Docker Deployment¶
Build locally¶
Pre-built images are not yet published to a registry. Build from the included Dockerfiles:
# CPU-only (heuristic scoring, ~200 MB)
docker build -t director-ai .
docker run -p 8080:8080 director-ai
# GPU-enabled (ONNX CUDA, FactCG model baked in, ~5 GB)
docker build -f Dockerfile.gpu -t director-ai:gpu .
docker run --gpus all -p 8080:8080 director-ai:gpu
Docker Compose¶
docker compose up # CPU
docker compose --profile gpu up # GPU (NVIDIA)
docker compose --profile full up # CPU + ChromaDB
The GPU service requires the NVIDIA Container Toolkit:
# docker-compose.yml (gpu profile)
director-api-gpu:
build:
context: .
dockerfile: Dockerfile.gpu
profiles: ["gpu"]
ports:
- "8080:8080"
environment:
- DIRECTOR_USE_NLI=true
- DIRECTOR_ONNX_PATH=/app/models/onnx
- DIRECTOR_METRICS_ENABLED=true
deploy:
resources:
reservations:
devices:
- driver: nvidia
count: 1
capabilities: [gpu]
GPU image (Dockerfile.gpu)¶
Three-stage build: install deps → export ONNX model → runtime.
Stage 1 (builder): pip install .[server,nli] + onnxruntime-gpu + torch CUDA
Stage 2 (model-build): export_onnx() → /models/onnx/
Stage 3 (runtime): copy from stages, set env vars, healthcheck
The ONNX model is exported at build time (deterministic startup, no HuggingFace downloads at runtime).
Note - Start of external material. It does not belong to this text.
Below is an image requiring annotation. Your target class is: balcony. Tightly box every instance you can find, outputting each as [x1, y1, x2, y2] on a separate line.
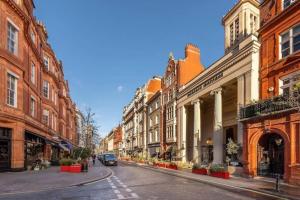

Environment defaults:
DIRECTOR_USE_NLI=trueDIRECTOR_ONNX_PATH=/app/models/onnxORT_ENABLE_ALL=1(graph optimization)
Multi-replica GPU scaling¶
Each replica loads its own ONNX session. With the Ada GPU (0.9 ms/pair), 3 replicas handle ~3,000 pairs/second.
Verify¶
curl localhost:8080/v1/health
# {"status":"ok","nli_loaded":true,"model":"FactCG-DeBERTa-v3-Large"}
curl -X POST localhost:8080/v1/review \
-H 'Content-Type: application/json' \
-d '{"prompt":"What is 2+2?","response":"4."}'
CPU-only image (Dockerfile)¶
For development or heuristic-only scoring:
FROM python:3.12-slim
WORKDIR /app
RUN pip install --no-cache-dir director-ai[server]
EXPOSE 8080
CMD ["uvicorn", "director_ai.server:app", "--host", "0.0.0.0", "--port", "8080"]
Resource requirements¶
| Image | Size | RAM | GPU VRAM | Latency |
|---|---|---|---|---|
CPU (latest) |
~200 MB | 256 MB | — | <0.1 ms (heuristic) |
GPU (gpu) |
~5 GB | 2 GB | 1.2 GB | 14.6 ms/pair (ONNX CUDA) |